Figure 1.8 Discontinuous synthesis of one of the two strands of DNA during chromosome replication. (1) DNA polymerase (Pol) III replicates one strand, and the primase synthesizes RNA on the other strand in the opposite direction. (2) Pol III extends the RNA primer to synthesize an Okazaki fragment. (3) The primase synthesizes another RNA primer. (4) Pol III extends this primer until it reaches the previous primer. (5) Pol I removes the first RNA primer and replaces it with DNA. (6) DNA ligase seals the nick to make a continuous DNA strand, and the process continues. The strand that is synthesized continuously is the leading strand; the strand that is synthesized discontinuously is the lagging strand.

Figure 1.9 DNA polymerase I can remove an RNA primer by using strand displacement and endonuclease activity. (A) The DNA strand produced by DNA polymerase III holoenzyme is extended by DNA polymerase I until it encounters a previously synthesized RNA primer. (B) During the process of DNA replication, DNA polymerase I displaces the RNA primer. (C) An endonuclease activity in DNA polymerase I is used to cleave off the RNA primer. (D) Ligase joins the new Okazaki fragment to the previous Okazaki fragment to allow a contiguous DNA.

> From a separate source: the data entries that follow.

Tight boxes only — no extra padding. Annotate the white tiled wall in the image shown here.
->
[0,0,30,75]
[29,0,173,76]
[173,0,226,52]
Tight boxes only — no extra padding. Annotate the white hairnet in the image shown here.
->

One of the DNA polymerase accessory proteins forms a ring around the template DNA strand and is responsible for keeping DNA polymerase from falling off. Because this ring slides freely over double-stranded DNA and will not easily come off the DNA, it is also referred to as a sliding clamp, or β clamp. The β clamp provides the foundation of the mobile platform for DNA replication, allowing it to continue for long distances without being released. In bacteria, the β clamp is a product of the dnaN gene, where two head-to-toe molecules form the ring around the DNA. While it was first isolated as part of the DNA polymerase III holoenzyme, the β clamp protein is important for multiple DNA transactions.

A special subcomplex within DNA polymerase III is the clamp loader, which is responsible for loading β clamp proteins onto the DNA. The clamp-loading complex is also responsible for tethering proteins across the DNA replication fork; the clamp loader binds the DNA polymerases on both DNA template strands and the enzyme responsible for separating the DNA strands (see below). The clamp loader is a complicated structure that consists of one γ and two τ proteins and one each of δ and δ', which form a five-sided structure, and two additional proteins, χ and ψ. The clamp loader complex is also responsible for removing β clamps. The rate of clamp removal allows many β clamps to reside on the DNA for a period of time after the replication fork passes (see Moolman et al., Suggested Reading). β clamps temporarily left behind on the newly replicated DNA play a role in helping to recruit other proteins responsible for various replication and repair functions described in this and other chapters.